For progressives, the economy of the mid-20th century constitutes a kind of paradise lost. Between 1947 and 1973, mean family income doubled, rising as much among the poor as among the rich. By contrast, from 1973 to 2007, income growth was half as great. While growth was less equally distributed than in the earlier “Golden Age,” it slowed across the board, with all but the top 1 percent seeing declines in annual income growth. So profound and demoralizing was the change that Paul Krugman called ours the “age of diminished expectations.”
Concern over the slowdown of economic growth spans the ideological spectrum, even when it is not accompanied by worry over rising inequality. “Typical individuals in earlier generations reaped much greater gains than ours, as their living standards doubled every few decades,” wrote libertarian economist Tyler Cowen in his 2011 book, The Great Stagnation. “Life is better and we have more stuff, but the pace of change has slowed down compared to what people saw two or three generations ago.” Similarly, Northwestern University economist Robert Gordon predicts that “the rapid progress made over the past 250 years could well turn out to be a unique episode in human history.”
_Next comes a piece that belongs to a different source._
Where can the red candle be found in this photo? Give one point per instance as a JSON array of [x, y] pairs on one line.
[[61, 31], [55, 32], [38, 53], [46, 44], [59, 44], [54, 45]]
Indeed, the rate of economic growth has slowed, and the benefits of growth have certainly shifted toward those at the top. But these basic facts have been misinterpreted and divorced from the relevant context to paint a skewed picture of our economic circumstances. Setting aside the enormously important question of how growth is distributed, it is important to appreciate the magnitude of real economic gains that we continue to experience. The current obsession with growth rates prevents us from doing so.